Giant Battersea Power Station mall to open on 14 October
It's finally happening. Nearly 40 years after Battersea Power Station (BPS) closed as a working power generator, the listed historic site will reopen on 14 October as a major South London shopping and leisure destination.
The new shopping centre — which is the biggest such development in London in years — will include stores from brands such as Mulberry, Hackett, Theory, Levi’s, Pinko, Superdry, Zara, Hugo Boss, Ralph Lauren, Lacoste, Lululemon, Castore, Sweaty Betty and more.
The company has been publicising developments at BPS for some time and ramped its efforts up this week with 1930s-style newspaper boys – a nod to when the Power Station first started generating electricity – spreading the news across London with a limited-edition ‘Power Station Post’ newspaper.
The destination will feature over 100 shops, bars and restaurants, plus office space and leisure venues when it opens and will account for around 17,000 jobs across the 42-acre site on completion.
Development will be ongoing after the opening with a a 24,000 sq ft Arcade Food Hall and a 28,000 sq ft club from London fitness brand Third Space debuting in 2023.
On opening day next month, Electric Boulevard will also make its debut. It’s a new pedestrianised high street, which runs from the south of the Power Station, between Frank Gehry’s Prospect Place and Foster + Partners’ Battersea Roof Gardens.
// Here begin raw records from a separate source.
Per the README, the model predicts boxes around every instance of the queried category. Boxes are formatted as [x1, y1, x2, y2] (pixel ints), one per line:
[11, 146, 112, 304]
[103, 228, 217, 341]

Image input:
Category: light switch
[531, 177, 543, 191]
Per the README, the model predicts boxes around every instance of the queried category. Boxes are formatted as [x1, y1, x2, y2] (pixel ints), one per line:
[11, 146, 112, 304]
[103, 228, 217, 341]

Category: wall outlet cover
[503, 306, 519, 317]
At its peak, Battersea Power Station supplied a fifth of London’s electricity but the building was decommissioned in 1983 and during the years that followed, several failed attempts were made to redevelop the site. It’s been under the control of Sime Darby Property, SP Setia and the Employees’ Provident Fund (EPF) since 2012. They’ve overseen the major revamp and in parts, a complete rebuild.
The building’s retail offering is housed in the Power Station’s two newly-restored Turbine Halls. They’re identical from outside but are very different inside. Turbine Hall A reflects the Art Deco style of the 1930s when the Power Station was built, whereas the 1950s-created Turbine Hall B has more of a brutalist, industrial look and feel.